The third book in the Dark Tower series is longer than the first two and moves at a much more languid pace. It took me awhile to get into it. But once I did I was up for the ride.
Much like my favorite TV show LOST, The Dark Tower continues to layer itself in eery mystery. Just when you think you’ve got the gunslinger’s world all figured out, something bizarre shows up that throws all your theories out the window. In fact, I couldn’t help but draw similarities between the mysterious polar bear in the pilot of LOST and the giant, nuclear powered cyborg bear that ravages the forest in the beginning of The Waste Lands. Two crazy bears show up where they shouldn’t be. Coincidence? Probably, but I briefly entertained the notion that the LOST team had taken a page from King’s rulebook.

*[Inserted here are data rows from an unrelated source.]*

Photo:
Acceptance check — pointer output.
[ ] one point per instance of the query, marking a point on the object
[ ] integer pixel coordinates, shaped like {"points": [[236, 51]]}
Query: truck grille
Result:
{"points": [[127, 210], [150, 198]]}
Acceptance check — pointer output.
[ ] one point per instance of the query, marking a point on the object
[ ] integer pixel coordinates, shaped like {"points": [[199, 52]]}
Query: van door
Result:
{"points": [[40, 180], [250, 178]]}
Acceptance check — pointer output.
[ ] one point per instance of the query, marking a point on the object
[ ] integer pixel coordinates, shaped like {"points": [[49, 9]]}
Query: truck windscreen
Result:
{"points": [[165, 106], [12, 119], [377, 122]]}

(NOTE: I’ve noticed several Stephen King references in the third season of LOST already, so maybe I’m not far off base. In the first episode of Season Three, a few of the Others are having a book club meeting in which they’re discussing a Stephen King novel, and in a later episode, as Sawyer lies strapped to a table, the Others bring in a white rabbit with a black number 8 on its back. The image of this rabbit was created by King in his book On Writing. Hmm.)
What I love most about The Waste Lands is that King devised a way to bring back one of my favorite characters who had died in the first novel, the young boy Jake whom the gunslinger adopted as a surrogate son. Their relationship is a great one. The lone gunslinger without a family and children of his own and the young boy whose real father is a major putz. Pardon the cliche, but they complete one another. So I’m happy to see him back.

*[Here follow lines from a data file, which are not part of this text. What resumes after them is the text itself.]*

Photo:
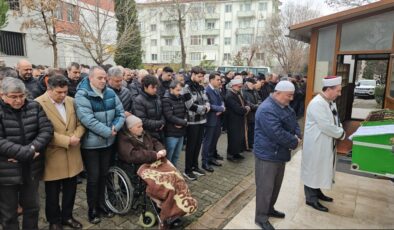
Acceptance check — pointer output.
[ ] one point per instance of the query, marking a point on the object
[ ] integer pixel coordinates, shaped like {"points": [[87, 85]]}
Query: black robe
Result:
{"points": [[236, 115]]}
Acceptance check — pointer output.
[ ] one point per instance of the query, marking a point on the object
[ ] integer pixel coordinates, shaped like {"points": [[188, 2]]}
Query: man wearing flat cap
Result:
{"points": [[322, 130], [276, 134]]}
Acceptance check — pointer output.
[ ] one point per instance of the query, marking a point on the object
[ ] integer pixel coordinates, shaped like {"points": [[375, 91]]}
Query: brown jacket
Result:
{"points": [[62, 160], [131, 150]]}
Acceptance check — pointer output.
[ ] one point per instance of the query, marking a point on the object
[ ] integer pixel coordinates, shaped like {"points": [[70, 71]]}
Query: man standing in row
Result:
{"points": [[101, 112], [25, 131], [276, 134], [198, 106], [322, 130], [63, 160], [214, 123]]}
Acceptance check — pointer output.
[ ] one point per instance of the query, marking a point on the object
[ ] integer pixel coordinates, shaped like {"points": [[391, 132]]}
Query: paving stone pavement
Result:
{"points": [[208, 190]]}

Jake’s drawing — or his passage from his world into the world of the gunslinger’s — is a particularly intense sequence. One of the highlights of the book.
As for the rest of the characters — Eddie, the recovering heroin addict, and Susannah, the legless black woman who’s true self only emerged at the end of the second book when her two, polar opposite split personalities merged into a single complimentary being — are back for book three. In fact, Roland has been training them with his guns and the ways of his ancestors, and Eddie and Susannah have become gunslingers in their own right. The four of them form a ka-tet, a group of people bound together by ka, the mythical force of the gunslinger’s world that draws him toward the Tower and dictates much of what happens along the way. Think of it as a mystical version of fate.
As for plot, The Waste Lands follows Roland and his crew as they continue toward the Dark Tower and cross a barren land long “passed on.” The villages and farms they find along the way are nothing more than dusty empty shells of a life long abandoned. Toward the end of the novel, the travelers reach the decaying city of Lud, and it’s here where The Waste Lands really takes flight. The last 150 pages zip along and kept me up at night.
I was surprised, however, by the novel’s cliffhanger ending. Fans of the book who read it when it first came out had to wait six years for the fourth book and a resolution to book three. Fortunately for me, I’m coming late to the party. I didn’t have to wait at all. I’m deep in to book four already.